With the purging of idol worship and the people’s desire to also please God, Josiah ordered the resumption of observing the Passover. That feast had been absent since the days of Hezekiah when he had restored its celebration after being long neglected. The Ark of the Covenant had been placed in its rightful position in the Most Holy Place. With all things in order, the Passover was observed on the fourteenth day of the first month. “Such a Passover surely had never been held since the days of the judges who judged Israel, nor in all the days of the kings of Israel and the kings of Judah.” There was great joy, happiness and singing during the Passover celebration.
“Now before him there was no king like him, who turned to the Lord with all his heart, with all his soul, and with all his might, according to all the Law of Moses; nor after him did any arise like him.”

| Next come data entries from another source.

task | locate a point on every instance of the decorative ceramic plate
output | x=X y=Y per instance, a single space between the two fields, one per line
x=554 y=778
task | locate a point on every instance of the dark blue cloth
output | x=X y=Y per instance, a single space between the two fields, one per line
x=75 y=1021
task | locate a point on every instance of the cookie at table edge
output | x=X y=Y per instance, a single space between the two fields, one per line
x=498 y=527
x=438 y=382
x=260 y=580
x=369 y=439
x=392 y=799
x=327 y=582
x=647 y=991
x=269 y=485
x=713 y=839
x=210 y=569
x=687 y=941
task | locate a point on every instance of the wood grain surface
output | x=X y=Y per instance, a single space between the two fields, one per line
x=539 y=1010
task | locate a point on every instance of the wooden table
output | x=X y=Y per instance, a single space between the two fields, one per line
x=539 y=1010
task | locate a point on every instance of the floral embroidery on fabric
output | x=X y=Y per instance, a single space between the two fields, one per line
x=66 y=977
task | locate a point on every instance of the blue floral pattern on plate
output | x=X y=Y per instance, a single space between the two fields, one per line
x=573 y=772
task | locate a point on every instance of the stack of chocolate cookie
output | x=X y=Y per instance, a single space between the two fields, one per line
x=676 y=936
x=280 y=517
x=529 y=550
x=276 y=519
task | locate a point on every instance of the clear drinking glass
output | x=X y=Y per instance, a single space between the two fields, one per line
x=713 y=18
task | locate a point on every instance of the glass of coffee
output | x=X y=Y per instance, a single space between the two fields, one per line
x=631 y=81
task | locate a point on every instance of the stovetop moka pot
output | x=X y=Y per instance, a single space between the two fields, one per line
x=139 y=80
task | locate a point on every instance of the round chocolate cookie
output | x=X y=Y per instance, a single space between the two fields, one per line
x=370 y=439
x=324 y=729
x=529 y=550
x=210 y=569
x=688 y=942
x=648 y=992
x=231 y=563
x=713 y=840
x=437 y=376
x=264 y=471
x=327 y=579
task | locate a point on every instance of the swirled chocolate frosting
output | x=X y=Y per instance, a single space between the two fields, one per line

There was great rejoicing, praise and thanksgiving as Josiah led his people back to the proper worship of God. We view the following psalms in that setting as they were possibly sung in worship at that time.
The psalmist rejoiced at the great power of God. It was through His breath that He spoke everything into existence. There are some who refer to the existence of God as a “fairy tale” or figment of one’s imagination. It is more reasonable to attribute the creation of the universe and its inhabitants to the work of a divine Being, than to rely upon the thought of a random explosion that resulted in order out of nothing. God’s presence is universal. He sees all things—both good and evil. Man was not placed upon the earth to flounder on his own, but God is there as our help and shield for our survival. Nations have fallen because of a lack of trust in Him. “Blessed is the nation whose God is the Lord.”

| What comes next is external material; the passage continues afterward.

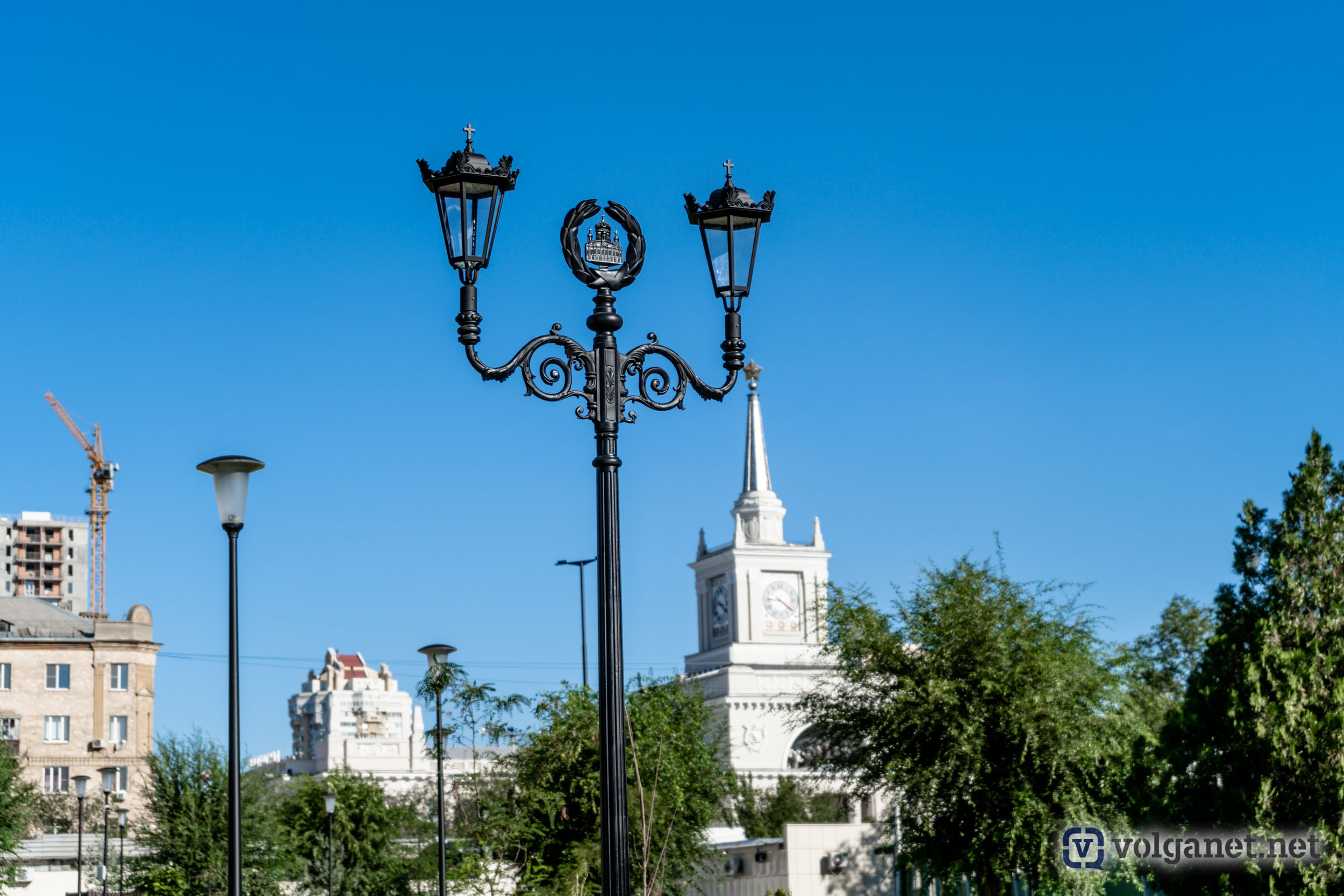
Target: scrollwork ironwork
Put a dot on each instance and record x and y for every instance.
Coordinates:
(550, 371)
(655, 382)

Man was instructed to make a joyful shout to God by singing praise and honor in thanksgiving to His name. The psalmist presented a lengthy list of the things that God had done for His creation including the deliverance of the Israelites from Egypt. Some were not pleasant. However, as it takes fire to refine precious metals, hard times refine His people. A resolve to worship Him followed the listing of God’s blessings. If we will fear Him, He will hear us.
The people were urged to praise God for His righteous judgment of all nations. That eventually would include the Gentiles after the establishment of His church. Many times, judges either through mental errors or from corruption make decisions that do not properly reflect the testimonies presented before them. God is a merciful Judge who does not take bribes nor make mistakes. We must serve Him faithfully in order to receive the reward of a favorable judgment at the end.
Songs of thanksgiving were repeatedly sung by the children of Israel when they were faithfully following God. There were many times when they would backslide and worship idols instead of the living God. Those periods were followed by a return to Him with praise and thanksgiving for His mercy and compassion. Thanksgiving should be a constant attitude among God’s people and not just at a designated time of the year.